At the moment, in all probability, the screen was showing an interview with some Earthside official of the Interstellar Prison Service, an expansive public relations character who had learned to talk in sociology.
“Tell me, Mr. Public Relations,” the announcer would ask (a different announcer, more serious, more intellectual), “how often do pre-criminals serve out a sentence for murder and return?”
“According to statistics—” a rustle of papers at this point and a penetrating glance downward—“according to statistics, we may expect a man who has served a full sentence for murder, with the 50 per cent pre-criminal discount, to return only once in 11.7 years on the average.”
“You would say, then, wouldn’t you, Mr. Public Relations, that the return of two such men on the same day is a rather unusual situation?”
“Highly unusual or you television fellas wouldn’t be in such a fuss over it.” A thick chuckle here, which the announcer dutifully echoes.
“And what, Mr. Public Relations, happens to the others who don’t return?”
A large, well-fed hand gestures urbanely. “They get killed. Or they give up. Those are the only two alternatives. Seven years is a long time to spend on those convict planets. The work schedule isn’t for sissies and neither are the life-forms they encounter—the big man-eating ones as well as the small virus-sized types.

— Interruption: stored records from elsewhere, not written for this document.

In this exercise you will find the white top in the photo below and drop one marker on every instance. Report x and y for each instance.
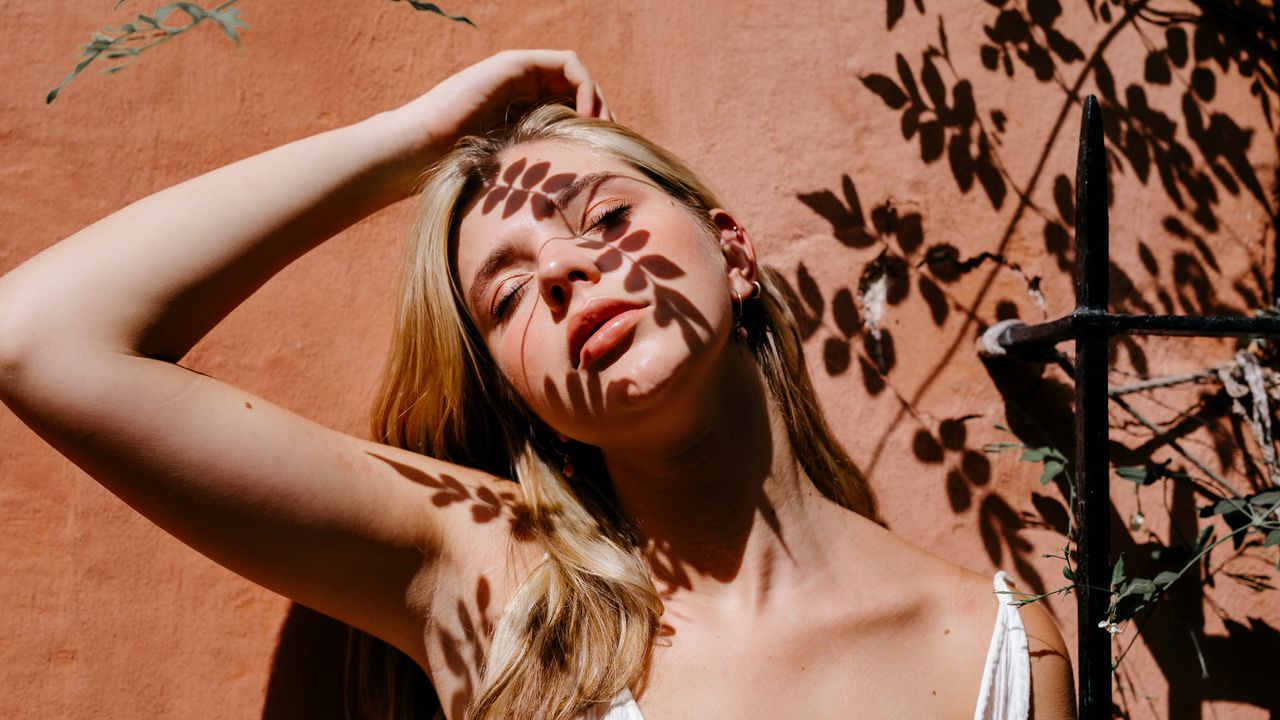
(1006, 679)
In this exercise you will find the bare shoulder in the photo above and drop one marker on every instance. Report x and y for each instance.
(1052, 684)
(959, 616)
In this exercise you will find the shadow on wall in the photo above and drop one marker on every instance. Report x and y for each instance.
(307, 678)
(1193, 153)
(1196, 154)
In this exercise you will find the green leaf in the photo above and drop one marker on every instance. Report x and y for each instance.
(1133, 473)
(1052, 469)
(1265, 500)
(132, 39)
(1139, 587)
(1203, 540)
(1230, 505)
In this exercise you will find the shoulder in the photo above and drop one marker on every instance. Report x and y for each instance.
(964, 604)
(1052, 684)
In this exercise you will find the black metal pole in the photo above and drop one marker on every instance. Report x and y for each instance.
(1092, 474)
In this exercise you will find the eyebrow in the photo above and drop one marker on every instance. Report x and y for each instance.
(562, 197)
(498, 258)
(504, 253)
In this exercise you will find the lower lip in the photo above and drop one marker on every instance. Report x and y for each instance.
(608, 337)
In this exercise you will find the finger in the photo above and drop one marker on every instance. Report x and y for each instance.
(603, 106)
(585, 104)
(561, 71)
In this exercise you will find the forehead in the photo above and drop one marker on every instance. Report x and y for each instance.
(519, 200)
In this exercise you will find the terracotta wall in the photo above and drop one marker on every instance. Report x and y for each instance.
(955, 186)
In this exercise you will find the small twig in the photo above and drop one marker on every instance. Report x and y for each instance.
(1211, 373)
(1200, 655)
(1164, 434)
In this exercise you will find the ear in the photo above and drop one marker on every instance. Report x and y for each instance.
(737, 249)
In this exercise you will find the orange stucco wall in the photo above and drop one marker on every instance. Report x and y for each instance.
(104, 615)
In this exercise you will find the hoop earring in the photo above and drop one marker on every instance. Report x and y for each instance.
(740, 308)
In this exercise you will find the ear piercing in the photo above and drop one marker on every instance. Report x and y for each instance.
(739, 308)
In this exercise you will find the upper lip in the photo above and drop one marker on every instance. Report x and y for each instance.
(597, 311)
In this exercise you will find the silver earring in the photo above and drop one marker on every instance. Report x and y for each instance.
(739, 309)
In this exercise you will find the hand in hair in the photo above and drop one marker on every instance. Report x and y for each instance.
(498, 90)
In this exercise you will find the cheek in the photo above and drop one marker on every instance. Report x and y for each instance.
(526, 356)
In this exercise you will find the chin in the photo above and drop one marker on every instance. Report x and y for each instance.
(653, 379)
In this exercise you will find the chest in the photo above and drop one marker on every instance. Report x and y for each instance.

“That’s why prison guards get such high salaries and such long leaves. In a sense, you know, we haven’t really abolished capital punishment; we’ve substituted a socially useful form of Russian Roulette for it. Any man who commits or pre-commits one of a group of particularly reprehensible crimes is sent off to a planet where his services will benefit humanity and where he’s forced to take his chances on coming back in one piece, if at all. The more serious the crime, the longer the sentence and, therefore, the more remote the chances.”